Анита появилась в его жизни в тот момент, когда ему стало ясно, что ничего хорошего в его жизни уже не появится. Он нашел ее в очереди на автобус. Крепкая молодая женщина стояла очень прямо, с неприязнью глядя перед собой. Ему показалось, что она увидела что-то особенно отталкивающе в набегающей толпе, и он тоже стал туда смотреть, но ничего особенно отталкивающего в толпе не увидел — кроме самой толпы, конечно. Ему было душно и хотелось отвлечься, потому что знакомый гнев уже начал бурлить где-то под кожей лба. Скажите мне, вежливо спросил он у женщины, на что вы смотрите с таким отвращением?

Женщина могла сделать все что угодно. Могла рассмеяться, могла обидеться (и тогда пришлось бы иметь дело с ее обидой, но это все равно было бы лучше, чем вырвавшийся на волю гнев), могла не ответить. Но она отвела взгляд от толпы и посмотрела на него. Он вздрогнул. У женщины были светло-серые глаза, настолько светлые, что казались белыми на темном от недовольства лице. От этих ледяных светлых глаз становилось прохладно в любую жару. Он почувствовал, как среди духоты его лицо обдувает холодным ветром.

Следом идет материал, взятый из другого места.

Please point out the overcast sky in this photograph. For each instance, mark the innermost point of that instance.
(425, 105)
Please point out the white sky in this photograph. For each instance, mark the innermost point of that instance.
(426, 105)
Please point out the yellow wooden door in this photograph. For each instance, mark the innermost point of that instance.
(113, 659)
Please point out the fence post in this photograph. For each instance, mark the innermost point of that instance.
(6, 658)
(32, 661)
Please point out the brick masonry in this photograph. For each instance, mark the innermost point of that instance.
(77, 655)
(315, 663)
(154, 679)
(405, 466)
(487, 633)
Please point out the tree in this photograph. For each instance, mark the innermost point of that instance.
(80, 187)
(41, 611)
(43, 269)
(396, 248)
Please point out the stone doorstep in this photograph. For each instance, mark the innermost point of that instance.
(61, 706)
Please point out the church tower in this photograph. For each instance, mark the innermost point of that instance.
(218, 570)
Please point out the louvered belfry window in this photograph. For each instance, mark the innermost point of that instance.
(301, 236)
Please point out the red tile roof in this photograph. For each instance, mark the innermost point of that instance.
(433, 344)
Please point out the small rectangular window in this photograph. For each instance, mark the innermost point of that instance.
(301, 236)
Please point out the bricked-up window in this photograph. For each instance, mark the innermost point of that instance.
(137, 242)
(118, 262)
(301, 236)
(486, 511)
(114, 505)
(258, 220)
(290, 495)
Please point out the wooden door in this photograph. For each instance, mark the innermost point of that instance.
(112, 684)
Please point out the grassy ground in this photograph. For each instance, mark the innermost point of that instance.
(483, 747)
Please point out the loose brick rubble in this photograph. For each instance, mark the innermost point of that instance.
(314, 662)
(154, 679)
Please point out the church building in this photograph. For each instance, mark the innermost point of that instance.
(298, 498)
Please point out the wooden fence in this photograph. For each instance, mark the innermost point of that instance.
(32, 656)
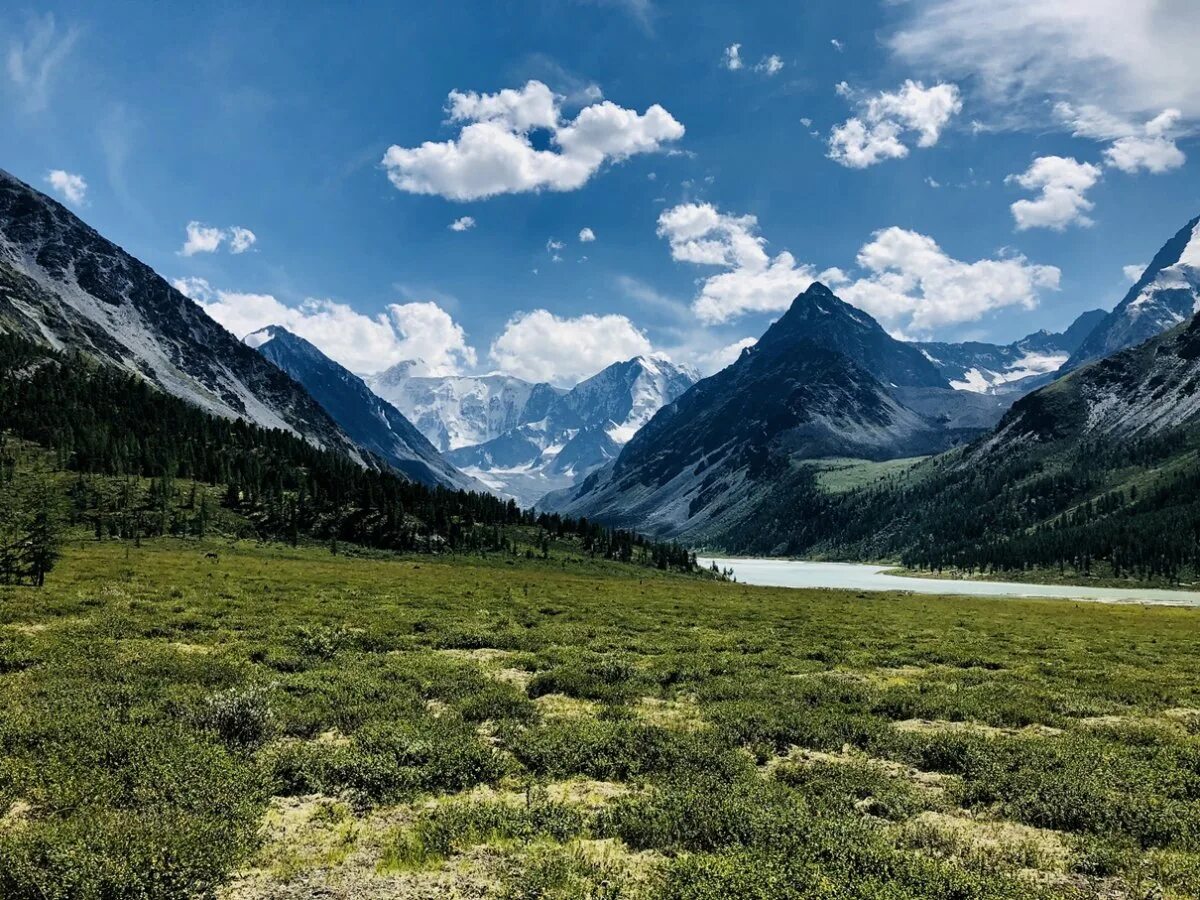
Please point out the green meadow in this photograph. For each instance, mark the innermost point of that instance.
(187, 719)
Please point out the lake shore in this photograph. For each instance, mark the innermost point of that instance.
(851, 576)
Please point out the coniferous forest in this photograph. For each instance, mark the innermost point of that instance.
(103, 424)
(1132, 507)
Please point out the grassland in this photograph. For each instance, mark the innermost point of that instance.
(277, 723)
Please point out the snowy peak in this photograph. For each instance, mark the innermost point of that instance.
(579, 431)
(1012, 369)
(369, 420)
(625, 395)
(1165, 295)
(821, 318)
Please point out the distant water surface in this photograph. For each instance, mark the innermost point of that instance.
(851, 576)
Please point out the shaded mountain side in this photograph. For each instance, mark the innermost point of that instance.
(373, 424)
(96, 419)
(1165, 295)
(65, 286)
(1009, 370)
(1099, 468)
(708, 459)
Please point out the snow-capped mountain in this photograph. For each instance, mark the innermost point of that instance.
(582, 430)
(1012, 369)
(65, 285)
(823, 381)
(462, 411)
(373, 424)
(1167, 294)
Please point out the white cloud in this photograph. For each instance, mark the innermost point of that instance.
(723, 357)
(1156, 155)
(912, 283)
(240, 239)
(756, 282)
(1129, 57)
(543, 347)
(202, 239)
(907, 281)
(430, 335)
(493, 153)
(857, 145)
(72, 187)
(771, 65)
(33, 63)
(875, 133)
(1062, 183)
(208, 239)
(419, 331)
(1150, 147)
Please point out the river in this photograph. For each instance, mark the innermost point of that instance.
(851, 576)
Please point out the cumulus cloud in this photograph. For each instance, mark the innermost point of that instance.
(885, 118)
(911, 282)
(1129, 57)
(1153, 149)
(723, 357)
(208, 239)
(906, 281)
(420, 331)
(769, 65)
(1062, 183)
(755, 282)
(201, 239)
(544, 347)
(495, 153)
(73, 189)
(240, 239)
(33, 63)
(1150, 147)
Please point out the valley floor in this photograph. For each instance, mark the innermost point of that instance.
(241, 721)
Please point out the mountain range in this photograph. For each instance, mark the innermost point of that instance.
(373, 424)
(581, 430)
(1085, 438)
(825, 381)
(462, 411)
(1167, 294)
(1013, 369)
(65, 286)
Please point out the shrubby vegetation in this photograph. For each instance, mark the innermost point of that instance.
(280, 721)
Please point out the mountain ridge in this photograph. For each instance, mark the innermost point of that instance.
(66, 286)
(370, 421)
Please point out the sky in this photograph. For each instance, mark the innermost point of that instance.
(546, 187)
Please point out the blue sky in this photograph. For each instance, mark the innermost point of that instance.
(881, 147)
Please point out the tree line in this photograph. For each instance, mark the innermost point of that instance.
(101, 421)
(1068, 505)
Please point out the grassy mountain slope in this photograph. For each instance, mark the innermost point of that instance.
(1098, 468)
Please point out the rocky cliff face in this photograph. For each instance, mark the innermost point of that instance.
(64, 285)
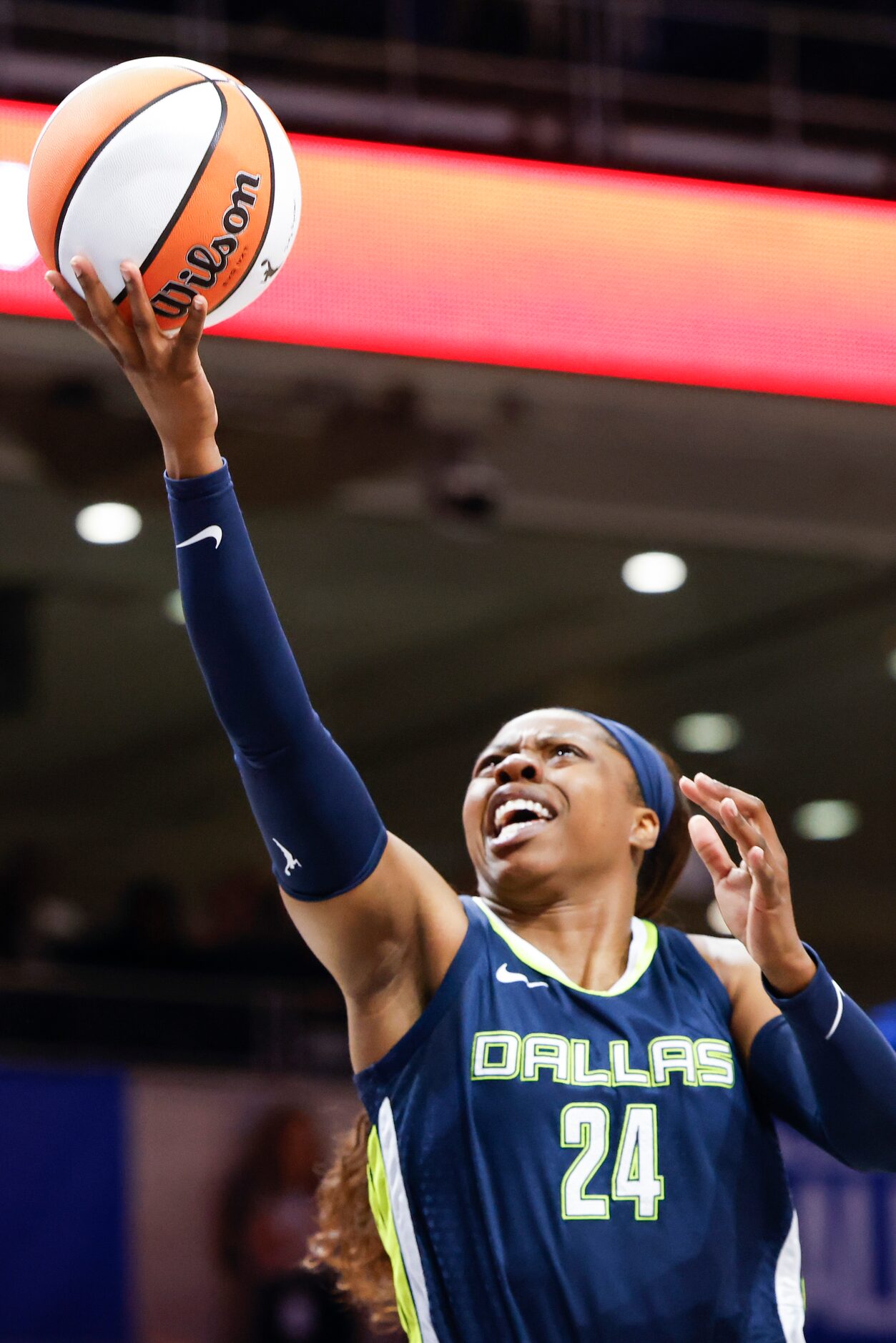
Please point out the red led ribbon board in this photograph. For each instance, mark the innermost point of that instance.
(584, 270)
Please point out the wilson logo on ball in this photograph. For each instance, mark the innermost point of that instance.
(207, 264)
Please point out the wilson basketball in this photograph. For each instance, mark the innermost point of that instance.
(177, 165)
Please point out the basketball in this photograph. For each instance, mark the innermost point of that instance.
(180, 168)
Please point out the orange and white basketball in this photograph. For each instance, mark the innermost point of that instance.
(177, 165)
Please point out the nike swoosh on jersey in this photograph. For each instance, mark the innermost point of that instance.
(509, 977)
(214, 532)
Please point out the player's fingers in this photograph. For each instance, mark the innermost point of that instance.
(104, 312)
(709, 847)
(759, 868)
(142, 315)
(189, 333)
(78, 309)
(744, 835)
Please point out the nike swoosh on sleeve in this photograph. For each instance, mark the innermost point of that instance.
(509, 977)
(214, 532)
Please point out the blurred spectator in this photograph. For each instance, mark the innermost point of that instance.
(34, 919)
(144, 934)
(266, 1217)
(21, 882)
(245, 931)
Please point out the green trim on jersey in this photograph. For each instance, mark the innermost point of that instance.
(530, 955)
(382, 1209)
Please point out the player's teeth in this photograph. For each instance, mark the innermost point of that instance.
(515, 826)
(508, 832)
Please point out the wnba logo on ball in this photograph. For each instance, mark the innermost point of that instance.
(206, 264)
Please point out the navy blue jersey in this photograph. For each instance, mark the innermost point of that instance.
(548, 1162)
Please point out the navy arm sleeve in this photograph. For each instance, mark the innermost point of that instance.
(825, 1068)
(316, 817)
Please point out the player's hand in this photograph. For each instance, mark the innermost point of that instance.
(163, 368)
(754, 897)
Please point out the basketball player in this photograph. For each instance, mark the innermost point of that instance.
(568, 1126)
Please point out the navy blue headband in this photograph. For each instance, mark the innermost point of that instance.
(651, 769)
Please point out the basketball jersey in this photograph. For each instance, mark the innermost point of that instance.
(553, 1164)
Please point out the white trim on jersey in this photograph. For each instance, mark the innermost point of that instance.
(403, 1221)
(789, 1295)
(840, 1009)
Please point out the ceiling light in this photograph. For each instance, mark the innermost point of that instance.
(174, 609)
(654, 571)
(108, 524)
(707, 732)
(18, 247)
(827, 820)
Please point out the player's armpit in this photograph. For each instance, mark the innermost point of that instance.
(388, 945)
(752, 1006)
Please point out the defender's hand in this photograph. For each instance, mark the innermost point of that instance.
(163, 368)
(754, 897)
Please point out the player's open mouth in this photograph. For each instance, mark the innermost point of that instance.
(516, 820)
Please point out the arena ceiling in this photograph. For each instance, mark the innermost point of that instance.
(420, 621)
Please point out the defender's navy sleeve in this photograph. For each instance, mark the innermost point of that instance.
(825, 1068)
(316, 817)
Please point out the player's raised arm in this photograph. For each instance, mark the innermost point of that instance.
(393, 935)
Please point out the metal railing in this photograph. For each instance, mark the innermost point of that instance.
(169, 1018)
(596, 81)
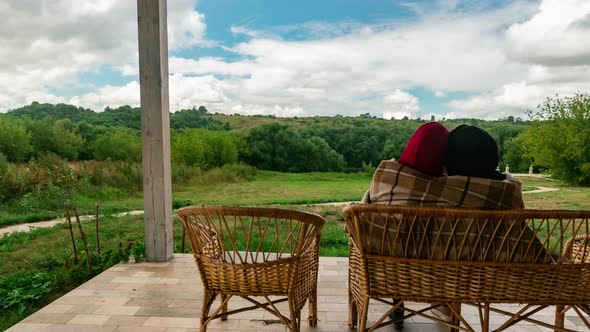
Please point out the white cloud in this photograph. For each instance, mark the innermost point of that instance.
(508, 59)
(557, 35)
(48, 44)
(400, 104)
(552, 45)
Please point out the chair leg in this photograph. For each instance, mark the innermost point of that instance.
(559, 315)
(352, 311)
(454, 318)
(364, 312)
(295, 321)
(313, 309)
(224, 308)
(208, 299)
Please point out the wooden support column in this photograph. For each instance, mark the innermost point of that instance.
(155, 128)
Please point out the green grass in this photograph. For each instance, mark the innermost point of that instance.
(48, 250)
(279, 188)
(566, 197)
(266, 188)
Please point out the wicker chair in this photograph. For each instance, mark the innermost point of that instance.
(473, 257)
(255, 252)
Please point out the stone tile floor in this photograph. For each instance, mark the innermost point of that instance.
(166, 297)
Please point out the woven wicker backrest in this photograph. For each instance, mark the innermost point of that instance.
(250, 234)
(515, 236)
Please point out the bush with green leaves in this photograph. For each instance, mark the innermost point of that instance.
(559, 138)
(25, 288)
(15, 141)
(280, 147)
(204, 148)
(117, 144)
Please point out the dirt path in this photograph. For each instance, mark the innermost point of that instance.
(49, 223)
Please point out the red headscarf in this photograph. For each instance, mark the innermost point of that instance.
(427, 149)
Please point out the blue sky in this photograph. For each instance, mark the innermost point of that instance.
(448, 58)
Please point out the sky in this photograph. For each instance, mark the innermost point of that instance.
(417, 58)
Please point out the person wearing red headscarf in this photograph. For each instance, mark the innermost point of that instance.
(424, 157)
(419, 178)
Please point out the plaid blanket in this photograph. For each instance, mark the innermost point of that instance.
(394, 183)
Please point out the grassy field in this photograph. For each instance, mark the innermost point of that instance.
(45, 254)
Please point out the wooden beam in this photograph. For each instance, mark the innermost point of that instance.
(155, 128)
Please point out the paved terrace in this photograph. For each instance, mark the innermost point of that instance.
(166, 297)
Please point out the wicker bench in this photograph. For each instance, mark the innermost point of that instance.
(537, 258)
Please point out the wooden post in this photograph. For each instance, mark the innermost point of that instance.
(155, 128)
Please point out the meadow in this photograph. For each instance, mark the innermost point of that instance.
(37, 267)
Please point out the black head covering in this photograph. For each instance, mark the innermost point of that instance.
(473, 152)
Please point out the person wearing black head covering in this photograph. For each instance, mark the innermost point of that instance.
(473, 152)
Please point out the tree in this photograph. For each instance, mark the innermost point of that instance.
(15, 141)
(278, 147)
(117, 144)
(60, 137)
(559, 138)
(199, 147)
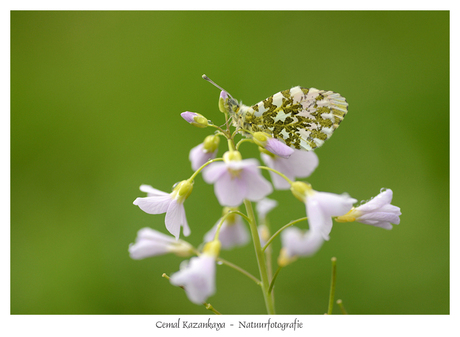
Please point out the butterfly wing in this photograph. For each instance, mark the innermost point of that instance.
(301, 118)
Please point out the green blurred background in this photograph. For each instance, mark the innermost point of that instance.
(95, 104)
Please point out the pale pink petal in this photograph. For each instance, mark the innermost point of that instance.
(302, 163)
(198, 156)
(197, 278)
(154, 204)
(230, 191)
(301, 243)
(152, 191)
(264, 206)
(317, 219)
(149, 243)
(278, 148)
(175, 217)
(230, 235)
(214, 171)
(257, 186)
(333, 204)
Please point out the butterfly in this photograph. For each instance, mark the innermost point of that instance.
(301, 118)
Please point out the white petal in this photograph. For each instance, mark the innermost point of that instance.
(233, 235)
(154, 204)
(198, 156)
(175, 219)
(230, 192)
(318, 221)
(214, 171)
(264, 206)
(198, 278)
(278, 148)
(151, 191)
(301, 243)
(384, 198)
(257, 186)
(279, 182)
(149, 243)
(303, 163)
(333, 204)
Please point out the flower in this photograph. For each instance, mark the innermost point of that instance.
(299, 165)
(272, 145)
(264, 206)
(198, 276)
(158, 202)
(150, 242)
(235, 180)
(321, 206)
(203, 152)
(376, 212)
(233, 231)
(195, 119)
(297, 242)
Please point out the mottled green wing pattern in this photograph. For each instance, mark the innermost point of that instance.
(301, 118)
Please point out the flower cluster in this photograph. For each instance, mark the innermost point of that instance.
(237, 183)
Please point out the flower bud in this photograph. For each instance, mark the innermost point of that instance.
(195, 119)
(349, 217)
(284, 259)
(183, 189)
(212, 248)
(272, 145)
(211, 143)
(232, 156)
(222, 100)
(300, 190)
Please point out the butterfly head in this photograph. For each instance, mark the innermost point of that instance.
(226, 102)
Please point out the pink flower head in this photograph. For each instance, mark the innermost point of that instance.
(158, 202)
(235, 180)
(199, 275)
(298, 242)
(203, 152)
(150, 242)
(321, 206)
(299, 165)
(272, 145)
(376, 212)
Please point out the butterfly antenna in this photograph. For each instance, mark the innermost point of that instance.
(213, 83)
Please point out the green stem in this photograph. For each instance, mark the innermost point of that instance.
(280, 230)
(273, 280)
(277, 172)
(342, 308)
(241, 270)
(260, 259)
(332, 292)
(243, 141)
(203, 166)
(208, 306)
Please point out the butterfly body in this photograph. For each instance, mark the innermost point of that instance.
(301, 118)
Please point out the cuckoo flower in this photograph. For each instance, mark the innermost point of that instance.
(150, 242)
(321, 206)
(198, 276)
(376, 212)
(272, 145)
(299, 165)
(158, 202)
(233, 231)
(203, 152)
(236, 179)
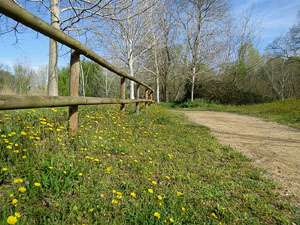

«Что?» — спросила женщина, не меняя выражения лица. «Ничего, — ответил он, подставляя лицо под ее белые глаза, — я только хотел спросить, как вас зовут». «Анита», — сказала женщина.

Она жила одна. Он переехал к ней.

Анита не была тем человеком, которого ему хотелось защищать от невзгод или укрывать в непогоду. Ему было все равно, как она выглядит и что носит, ее внешность не нравилась ему. Но устойчивый взгляд ее светло-серых глаз навевал ту прохладу, которой не хватало в его раскаленной действительности. Весь мир был перегрет. Глаза окружающих пылали жаром. Дети смотрели просительно, и это давило; взрослые — вопросительно, и это подогревало; брат Эльяким щурился жгуче, как крапива; родители кричали голосами, севшими от горячих чувств. Приятные люди излучали тепло, но слишком большое количество тепла, смешанное с его собственным постоянным жаром, разогревало воздух до отвратительных вибраций, едва заметных глазу. Неприятные люди вызывали гнев, который душил и не давал дышать. Почти все в мире вызывало этот гнев и обжигало каждый раз, появляясь. Длинная очередь на автобус, несправедливость у магазинной кассы, просто плохая погода, просто натершие ботинки, просто красные пятна от очков на переносице — и тем более люди, сидящие за его столом, трогающие его женщин, думающие его мысли, живущие не по его правилам и отказывающиеся это признать. «Ты не гибкий, Шува», — укоризненно говорил Менахем. Нет, он не гибкий. Почему он должен быть гибким? Пусть будут гибкими они, ходящие его дорогами не в такт его шагам. Пусть они подстраиваются и подлаживаются. А он хочет так немного — он хочет, чтобы те, кто ему нужен, вели себя так, чтобы ему было хорошо. Кима, просил он почти каждый день почти все детство, Кима, разве это трудно?

Киме было трудно, родителям было трудно, разные люди, от которых он пытался добиться одного — игры по правилам, — отказывались по ним играть. Он пытался погладить мир, чтобы приручить его, но возникало трение, и в результате мир раскалялся все больше и больше. Обеспокоенный Менахем все чаще говорил, что в его вариациях умирают люди. Он уже не спрашивал, отчего они умирают.

И вдруг, среди этого неприятно-горячего мира, почти плавящегося от ненависти и гнева, возникла Анита. Которая цепко смотрела на него светлыми ледяными глазами. Под ее взглядом он начинал дышать. Анита не делала вид, не притворялась, ничего от него не хотела — Анита просто была, и от нее шла прохлада. «Подойди сюда», — просил он часто и протягивал руку, проводя по Анитиной щеке тыльной стороной своей горячей ладони. Ее прохладная щека была островом покоя среди бушующего мира. Эта прохлада Анитиного лица была постоянна и неизменна, не нарушаема ничем, потому что Анита не умела улыбаться.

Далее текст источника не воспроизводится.